東大ら,小型・堅牢な超高精度光格子時計を開発

東京大学,理化学研究所,島津製作所,日本電子は,装置容量250リットルの小型・堅牢な超高精度光格子時計の開発に世界で初めて成功した(ニュースリリース)。

2020年に東京大学と島津製作所は,東京スカイツリーの地上階(0m)と天望回廊(450m)に設置した装置体積920リットル,18桁精度の2台の光格子時計の時間の進み方の違いを測定し,設置場所の標高差と比較することで,一般相対性理論の実証実験を実施した。光格子時計の可搬化と実験室外での実証は,光格子時計の周波数測定による標高差・重力ポテンシャル計測システム確立への第一歩となった。

一方,光格子時計を将来の社会基盤として用いるためには,さらなる装置の小型化が望まれている。また,長期間,連続で安定して運用できるようにすることも必要となる。

研究グループは,JST 未来社会創造事業で「クラウド光格子時計による時空間情報基盤の構築」の研究開発に取り組んできた。その成果として,原子の時計遷移を分光するための物理パッケージや,原子のトラップと分光を制御するためのレーザー/制御システムをそれぞれ小型化した。

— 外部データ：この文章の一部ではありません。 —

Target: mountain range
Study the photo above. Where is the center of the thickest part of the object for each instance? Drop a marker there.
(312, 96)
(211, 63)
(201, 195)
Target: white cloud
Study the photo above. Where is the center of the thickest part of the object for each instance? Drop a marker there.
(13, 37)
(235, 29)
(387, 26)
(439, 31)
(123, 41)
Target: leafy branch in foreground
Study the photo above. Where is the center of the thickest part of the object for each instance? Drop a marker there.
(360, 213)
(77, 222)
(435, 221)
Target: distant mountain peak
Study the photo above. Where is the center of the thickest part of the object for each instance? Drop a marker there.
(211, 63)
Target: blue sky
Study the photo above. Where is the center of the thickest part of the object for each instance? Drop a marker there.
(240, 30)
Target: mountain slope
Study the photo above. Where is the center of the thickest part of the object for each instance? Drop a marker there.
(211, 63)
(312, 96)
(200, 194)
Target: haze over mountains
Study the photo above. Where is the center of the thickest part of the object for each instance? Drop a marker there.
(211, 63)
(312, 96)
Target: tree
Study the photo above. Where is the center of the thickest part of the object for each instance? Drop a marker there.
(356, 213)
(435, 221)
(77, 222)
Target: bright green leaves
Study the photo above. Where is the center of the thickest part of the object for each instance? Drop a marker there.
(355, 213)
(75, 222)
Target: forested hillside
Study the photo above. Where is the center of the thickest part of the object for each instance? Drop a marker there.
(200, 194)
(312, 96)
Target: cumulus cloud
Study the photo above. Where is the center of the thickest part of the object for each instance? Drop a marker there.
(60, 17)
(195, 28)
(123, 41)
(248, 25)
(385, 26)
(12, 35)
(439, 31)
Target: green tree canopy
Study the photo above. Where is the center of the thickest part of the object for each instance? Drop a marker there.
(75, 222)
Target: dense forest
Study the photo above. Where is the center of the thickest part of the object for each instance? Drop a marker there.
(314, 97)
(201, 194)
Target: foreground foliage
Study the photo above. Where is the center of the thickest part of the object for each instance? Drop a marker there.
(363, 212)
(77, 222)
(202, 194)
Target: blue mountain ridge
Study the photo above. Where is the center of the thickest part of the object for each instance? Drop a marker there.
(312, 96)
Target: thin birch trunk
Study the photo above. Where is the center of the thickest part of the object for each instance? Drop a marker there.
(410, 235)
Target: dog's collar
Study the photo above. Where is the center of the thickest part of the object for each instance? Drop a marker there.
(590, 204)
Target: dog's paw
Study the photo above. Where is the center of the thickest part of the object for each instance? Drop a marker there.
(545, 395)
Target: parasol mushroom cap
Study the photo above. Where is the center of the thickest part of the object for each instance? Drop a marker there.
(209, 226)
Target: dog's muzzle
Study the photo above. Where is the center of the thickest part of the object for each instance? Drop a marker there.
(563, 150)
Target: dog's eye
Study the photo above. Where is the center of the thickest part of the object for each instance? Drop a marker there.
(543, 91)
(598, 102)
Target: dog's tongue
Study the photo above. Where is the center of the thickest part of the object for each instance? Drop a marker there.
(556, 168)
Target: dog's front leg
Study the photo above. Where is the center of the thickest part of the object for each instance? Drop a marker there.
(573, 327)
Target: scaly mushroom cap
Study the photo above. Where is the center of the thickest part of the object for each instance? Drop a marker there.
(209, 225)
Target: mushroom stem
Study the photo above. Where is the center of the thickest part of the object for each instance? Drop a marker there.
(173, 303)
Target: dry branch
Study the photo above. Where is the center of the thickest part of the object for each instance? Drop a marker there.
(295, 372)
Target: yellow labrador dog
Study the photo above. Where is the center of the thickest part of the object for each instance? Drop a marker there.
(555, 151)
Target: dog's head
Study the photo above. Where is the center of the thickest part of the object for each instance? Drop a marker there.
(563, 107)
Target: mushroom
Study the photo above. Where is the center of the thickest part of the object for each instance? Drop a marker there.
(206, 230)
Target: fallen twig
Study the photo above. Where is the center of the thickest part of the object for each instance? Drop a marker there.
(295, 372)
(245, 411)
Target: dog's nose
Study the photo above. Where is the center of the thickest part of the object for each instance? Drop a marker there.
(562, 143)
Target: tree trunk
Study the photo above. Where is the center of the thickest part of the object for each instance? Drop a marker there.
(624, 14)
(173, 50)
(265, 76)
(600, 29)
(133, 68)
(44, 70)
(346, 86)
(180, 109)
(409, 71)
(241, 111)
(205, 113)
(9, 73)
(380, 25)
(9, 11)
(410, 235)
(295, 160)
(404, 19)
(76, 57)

物理パッケージは,東京大学,理化学研究所,日本電子が共同で開発した。高精度な光格子時計に必須である,空間的な均一磁場を発生させるためのコイルや黒体輻射シールドを真空槽に組み込むことで,大幅な小型化,高精度化を実現した。

レーザー/制御システムは,東京大学,理化学研究所,島津製作所が共同で開発した。レーザー溶接手法によって光軸の調整機構が不要となった光学系,その水冷とヒートパイプを利用した熱的な安定化,高密度に最適実装した制御回路によって,従来よりも小型かつ堅牢で,長期運用可能なシステムを実現した。

さらに,各機能は,機能ごとに分割した交換可能なモジュール構成として設計することで,運用時の保守性も高めた。研究グループは,これらの研究開発成果を装置開発に集約し,装置体積250リットルの超高精度光格子時計装置の開発に世界で初めて成功した。

光格子時計の小型化で移設が容易になったことにより,さまざまな設置環境にて一般相対性理論を利用した相対論的センシングに応用できる。例えば,数センチメートル精度のプレート運動や火山活動による地殻の上下変動の監視や,数時間から数年かけて起こる地殻変動(標高変化)の精密な観測,超高精度な標高差計測・測位システムの確立など,研究グループは,光格子時計が将来の社会基盤として,多様な研究現場・用途目的にも貢献することが期待されるとしている。